JUNI bagaikan bulan musik. Jakarta dikerubut berbagai
pertunjukan jazz dan klasik. Mungkin itu salah satu sebabnya
kenapa pertunjukan The Eastman Wind Ensemble dari Amerika
Serikat -- 13 dan 14 Juni di studio V RRI -- hanya disaksikan
sedikit penonton.
Rombongan ini adalah ensembel tiup pertama yang pernah diterima
Jakarta. Mereka terbang dari Rochester, New York, untuk
perlawatan 6 minggu ke Timur. "Kami sudah bersiap-siap latihan
dan mengumpulkan repertoar sejak September tahun lalu sampai
Mei kemarin," kata Dr. Donald Hunsberger yang menjadi dirigennya
kepada Eddy Herwanto dari TEMPO. Melihat berbagai alat tiup dan
perkusi yang mengisi peti-peti peralatan mereka, kita dapat
merasakan perlawatan memang telah dipersiapkan dengan serius.
Jazz
Keistimewaan terletak pada pilihan sajian -- yang mencakup juga
karya-karya kontemporer seperti West Side Stor karya Leonard
Bernstein yang diaransir Donald Hunsberger sendiri. Kelompok ini
didirikan tahun 1952, dan sampai sekarang memiliki kebanggaan
sebagai grup yang berkembang atas dasar musik Amerika yang khas.
Mereka menganggap itulah sumbangan terpenting mereka kepada
musik dunia.
Yang disuguhkan malam itu antara lain: Fanfare for The Common
Man (Aaron Copland), Suite in Eb (Gustav Holst), The Leaves are
Falling (Warren Benson), Verne (Verne Reynold), Adagio
(Rodrigo). Komponis Rayburn Wright, yang mengikuti rombongan
tersebut, sempat mengeluh dalam hal nomor Suite in Eb -- di
bagian ketiga yang menampilkan suara dram yang berdentam-dentam.
"Gedung ini serasa kecil untuk menampung bunyi yang diperlukan
pada bagian itu," ujarnya.
Ensembel ini didukung oleh 40 awak, dengan usia antara 20
sampai 32 tahun. Mereka muncul dari berbagai kota. Ensembel
sendiri adalah bagian dari Eastman College, yang mencakup 650
orang mahasiswa, yang didirikan oleh George Eastman tahun 1922
-- orang yang juga dikenal sebagai penemu film dan pemilik
pabrik Kodak.
Ketika ditanya, kenapa rombongan condong memilih musik mutakhir,
Donald Hunsberger menyatakan bahwa itu memang kesukaan mereka.
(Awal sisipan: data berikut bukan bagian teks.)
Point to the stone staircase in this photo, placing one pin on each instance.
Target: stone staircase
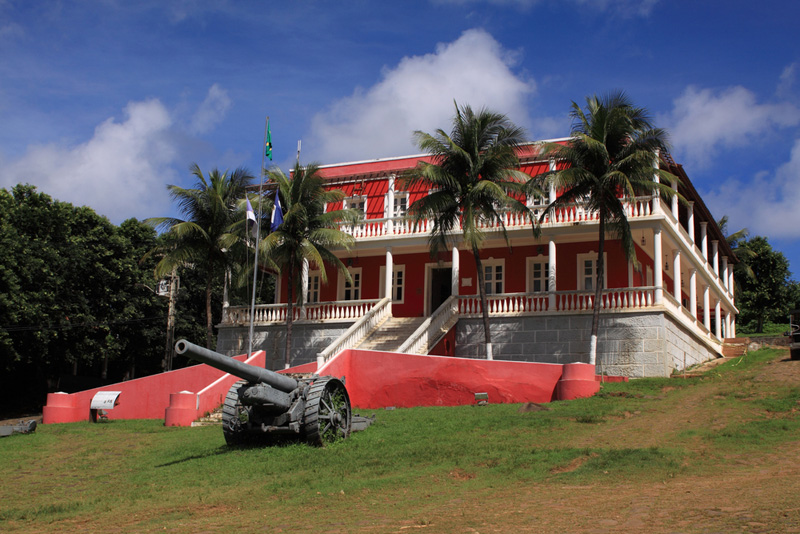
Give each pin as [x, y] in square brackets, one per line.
[733, 347]
[389, 335]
"Selain kami menyukainya, kami juga berusaha memperkenalkan.
Kalau kami mainkan musik romantik atau musik barok saja nah
siapa yang akan kenal musik garda depan? Dengan kata lain, itu
membantu komponis-komponis itu sendiri memperkenalkan karyanya.
Kalau kita tunda lagi, nanti namanya bukan musik garda depan
lagi dong!"
Bicara soal musik kontemporer, mereka tidak heran mendengar
betapa banyak kesulitan yang dihadapi pemusik kalau ingin
kontemporer di Indonesia. Mereka serta-merta menjelaskan bahwa
di Amerika sendiri keadaannya setali tiga uang. "Di Amerika pun
banyak yang tak suka jenis musik garda depan," kata Rayburn
Wright. Diperkirakan ini akibat adanya ikatan batin yang kuat
dari masyarakat dengan musik-musik sebelumnya. Ia sendiri,
karena memang suka pada jazz, tak ragu-ragu memasukkan unsur
jazz dalam garapan -- seperti misalnya terdengar dalam
Verberations.
Malam penampilan itu diakhiri dengan The Florentineer karya
Julisus Fucik yang kaya dengan melodi. Pria dan wanita itu
menjalin suara alat tiup dan perkusi dengan kompak sambil
menggoyang-goyang pinggul. "Saya sejak tadi menanti bagian
terakhir itu, kalau-kalau ada yang ikut berjoget," kata peniup
flut Melissa Shuller. Tentu saja tidak.